Fine-Tuning Large Language Models for Cooperative Tactical Deconfliction of Small Unmanned Aerial Systems

The growing deployment of small Unmanned Aerial Systems (sUASs) in low-altitude airspaces has increased the need for reliable tactical deconfliction under safety-critical constraints. Tactical deconfliction involves short-horizon decision-making in dense, partially observable, and heterogeneous multi-agent environments, where both cooperative separation assurance and operational efficiency must be maintained. While Large Language Models (LLMs) exhibit strong reasoning capabilities, their direct application to air traffic control remains limited by insufficient domain grounding and unpredictable output inconsistency. This paper investigates LLMs as decision-makers in cooperative multi-agent tactical deconfliction using fine-tuning strategies that align model outputs to human operator heuristics. We propose a simulation-to-language data generation pipeline based on the BlueSky air traffic simulator that produces rule-consistent deconfliction datasets reflecting established safety practices. A pretrained Qwen-Math-7B model is fine-tuned using two parameter-efficient strategies: supervised fine-tuning with Low-Rank Adaptation (LoRA) and preference-based fine-tuning combining LoRA with Group-Relative Policy Optimization (GRPO). Experimental results on validation datasets and closed-loop simulations demonstrate that supervised LoRA fine-tuning substantially improves decision accuracy, consistency, and separation performance compared to the pretrained LLM, with significant reductions in near mid-air collisions. GRPO provides additional coordination benefits but exhibits reduced robustness when interacting with heterogeneous agent policies.

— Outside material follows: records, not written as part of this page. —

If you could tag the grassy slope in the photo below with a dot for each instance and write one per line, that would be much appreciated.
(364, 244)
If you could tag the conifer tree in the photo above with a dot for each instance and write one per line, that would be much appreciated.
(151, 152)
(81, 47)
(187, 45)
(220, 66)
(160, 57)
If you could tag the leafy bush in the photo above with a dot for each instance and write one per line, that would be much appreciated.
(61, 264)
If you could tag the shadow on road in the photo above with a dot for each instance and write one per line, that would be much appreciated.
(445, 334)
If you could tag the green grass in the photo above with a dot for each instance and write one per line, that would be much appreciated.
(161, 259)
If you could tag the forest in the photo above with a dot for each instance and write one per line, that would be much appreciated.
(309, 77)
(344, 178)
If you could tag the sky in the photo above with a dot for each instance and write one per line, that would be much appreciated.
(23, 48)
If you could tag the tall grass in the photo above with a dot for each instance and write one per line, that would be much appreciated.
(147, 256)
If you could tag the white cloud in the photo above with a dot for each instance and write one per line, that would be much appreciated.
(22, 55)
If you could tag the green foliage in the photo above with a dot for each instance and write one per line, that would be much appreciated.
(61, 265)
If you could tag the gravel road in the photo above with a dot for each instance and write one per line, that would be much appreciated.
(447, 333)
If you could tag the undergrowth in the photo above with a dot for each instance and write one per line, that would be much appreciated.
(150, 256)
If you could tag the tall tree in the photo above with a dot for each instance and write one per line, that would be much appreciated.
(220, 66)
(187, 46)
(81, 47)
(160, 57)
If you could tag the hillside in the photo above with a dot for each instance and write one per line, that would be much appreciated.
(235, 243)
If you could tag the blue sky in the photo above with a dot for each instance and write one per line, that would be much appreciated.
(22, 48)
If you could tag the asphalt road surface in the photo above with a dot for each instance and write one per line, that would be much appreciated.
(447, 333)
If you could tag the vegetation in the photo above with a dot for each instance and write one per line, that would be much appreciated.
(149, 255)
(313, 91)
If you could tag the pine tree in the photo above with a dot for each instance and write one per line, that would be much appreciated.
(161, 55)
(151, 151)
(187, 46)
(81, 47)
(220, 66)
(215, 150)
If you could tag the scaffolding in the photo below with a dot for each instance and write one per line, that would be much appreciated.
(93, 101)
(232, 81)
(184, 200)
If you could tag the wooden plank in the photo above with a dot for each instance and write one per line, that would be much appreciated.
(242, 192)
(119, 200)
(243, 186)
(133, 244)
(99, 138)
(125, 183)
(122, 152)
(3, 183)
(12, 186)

翻译：小型无人机系统（sUASs）在低空空域的日益普及，增加了在安全关键约束下实现可靠战术防冲突的需求。战术防冲突涉及在密集、部分可观测、异构多智能体环境中的短时域决策制定，必须在保持协同间隔保证的同时兼顾运行效率。尽管大语言模型（LLMs）展现出强大的推理能力，但其在空管领域的直接应用仍受限于领域知识嵌入不足与不可预测的输出不一致性。本文研究LLMs作为决策主体在协同多智能体战术防冲突中的应用，采用微调策略使模型输出与人工操作员启发式规则对齐。我们提出基于BlueSky空域仿真器的仿真-语言数据生成流水线，可生成符合既有安全实践的规则一致性防冲突数据集。采用两种参数高效策略对预训练Qwen-Math-7B模型进行微调：基于低秩适配（LoRA）的有监督微调，以及结合LoRA与群组相对策略优化（GRPO）的偏好型微调。验证数据集与闭环仿真实验结果表明，相较于预训练LLM，有监督LoRA微调显著提升了决策准确率、一致性和间隔保持性能，且大幅降低了近乎空中相撞事件。GRPO虽带来额外协同增益，但在与异构智能体策略交互时鲁棒性有所下降。